Methods and software related to MySQL Architecture Design

Source: Internet
Author: User
Tags database sharding
Recently, I learned a lot about MySQL database architecture, searched a lot of related information and articles on the Internet, and read it in a rough manner. I found that architecture-related things are unmeasurable.

Recently, I learned a lot about MySQL database architecture, searched a lot of related information and articles on the Internet, and read it in a rough manner. I found that architecture-related things are unmeasurable.

Preface

Recently, I have been learningMySQLThe database architecture-related content searches the Internet for a large number of related materials and articles, and reads them in a rough manner.

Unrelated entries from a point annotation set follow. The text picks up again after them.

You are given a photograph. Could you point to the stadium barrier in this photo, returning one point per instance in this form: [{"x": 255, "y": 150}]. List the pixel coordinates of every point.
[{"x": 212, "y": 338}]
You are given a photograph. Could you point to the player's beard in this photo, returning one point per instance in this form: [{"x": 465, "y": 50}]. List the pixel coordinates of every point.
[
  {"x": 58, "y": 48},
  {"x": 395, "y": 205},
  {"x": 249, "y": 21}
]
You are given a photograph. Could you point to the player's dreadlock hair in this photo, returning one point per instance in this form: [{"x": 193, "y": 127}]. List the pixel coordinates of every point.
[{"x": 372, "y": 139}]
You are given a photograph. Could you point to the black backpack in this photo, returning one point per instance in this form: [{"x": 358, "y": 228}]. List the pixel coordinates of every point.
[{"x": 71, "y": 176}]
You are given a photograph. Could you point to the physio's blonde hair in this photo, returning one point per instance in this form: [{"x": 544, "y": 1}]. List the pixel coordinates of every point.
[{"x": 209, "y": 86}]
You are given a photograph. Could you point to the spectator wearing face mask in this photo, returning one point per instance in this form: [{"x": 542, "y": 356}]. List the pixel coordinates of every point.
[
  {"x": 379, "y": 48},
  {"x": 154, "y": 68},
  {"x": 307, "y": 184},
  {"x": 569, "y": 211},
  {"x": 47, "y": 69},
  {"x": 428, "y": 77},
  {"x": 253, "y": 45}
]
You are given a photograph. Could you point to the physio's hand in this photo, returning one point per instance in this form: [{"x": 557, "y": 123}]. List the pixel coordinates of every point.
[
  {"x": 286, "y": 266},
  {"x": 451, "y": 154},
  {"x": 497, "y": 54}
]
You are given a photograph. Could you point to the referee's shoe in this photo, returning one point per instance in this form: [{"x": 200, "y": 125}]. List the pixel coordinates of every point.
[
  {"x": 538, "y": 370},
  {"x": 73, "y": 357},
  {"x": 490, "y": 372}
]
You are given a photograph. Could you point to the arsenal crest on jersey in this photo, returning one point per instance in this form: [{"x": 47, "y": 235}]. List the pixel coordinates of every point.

It is found that architecture-related things are unfathomable and require a wealth of knowledge and practical experience.

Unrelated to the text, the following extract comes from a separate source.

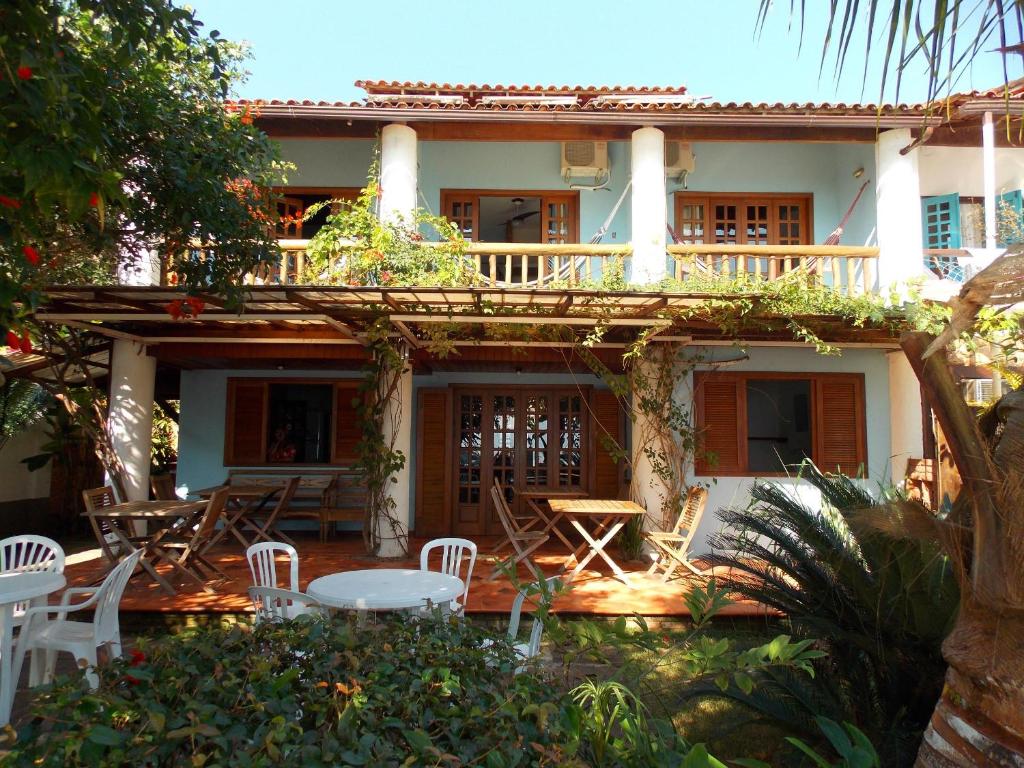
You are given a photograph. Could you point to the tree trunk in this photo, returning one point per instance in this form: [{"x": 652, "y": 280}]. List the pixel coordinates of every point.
[{"x": 979, "y": 720}]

My experience and experience are obviously not enough, so I sorted out the relevant content below, and counted it as a rough summary of this study! Most of the content in this article comes from the Internet. Due to my limited level, the content is not accurate. There may be many errors. I hope you will not be able to correct them! I hope this article will help us understand the database architecture.

1. Data splitting Solution

When the database is large, read/write operations, especially write operations, are too frequent, and it is difficult for a server to support them, we need to consider splitting the database. The so-called database splitting means that we distribute data from one database to multiple database servers according to certain conditions. Because multiple servers are used, when one server goes down, only part of the data in the system is unavailable, not all. Therefore, database splitting can not only use multiple servers to share the load pressure on the database, but also improve the overall availability of the system.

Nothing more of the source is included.